Here are a few photos from the trip. The first one is a downstream view of the riffle system we collected the telescopes in. The driftnet was placed in a flowing chute just to the left of where this photo was taken.

Here are Andrew and Brittany at the site where we installed the driftnet, although the chute isn't really apparent.

And here's some real science in action, Andrew doing the simple water chemistry tests we routinely carry out--pH, total dissolved solids, temperature.

I think we'll go back in mid-April.

Thursday, March 05, 2009

Back To Estill Fork Saturday

We'll go out to Estill Fork Saturday to collect telescope and scarlet shiners. Once again we seem to be lucky with the weather, the prediction is for high in the 70's F and sunny. There hasn't been rain since last weekend so water level should be manageable.

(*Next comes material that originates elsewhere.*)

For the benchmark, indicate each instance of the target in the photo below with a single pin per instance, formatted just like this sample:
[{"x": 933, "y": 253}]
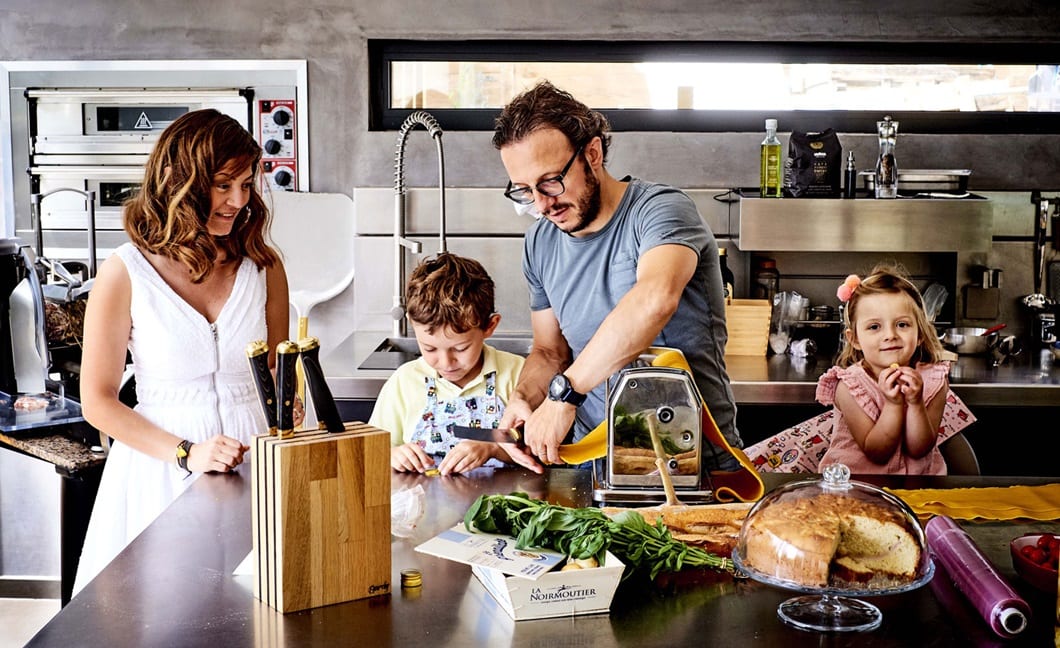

Brittany has been doing more statistical analysis of data from the 11-KT scarlet shiner experiment. Females exposed to 11-KT compared to wild-caught females had significantly larger brain weight/body weight ratios in a U-test, with p<0.001. Males exposed to 11-KT compared to wild-caught males also had a significantly larger ratio, but only with p=0.05. This makes sense, because the wild-caught males have been influenced by their endogenous 11-KT, while wild-caught females would have almost no endogenous 11-KT. This seems to be a good story, and the results encourage me to go on to a more ambitious experimental manipulation later this year.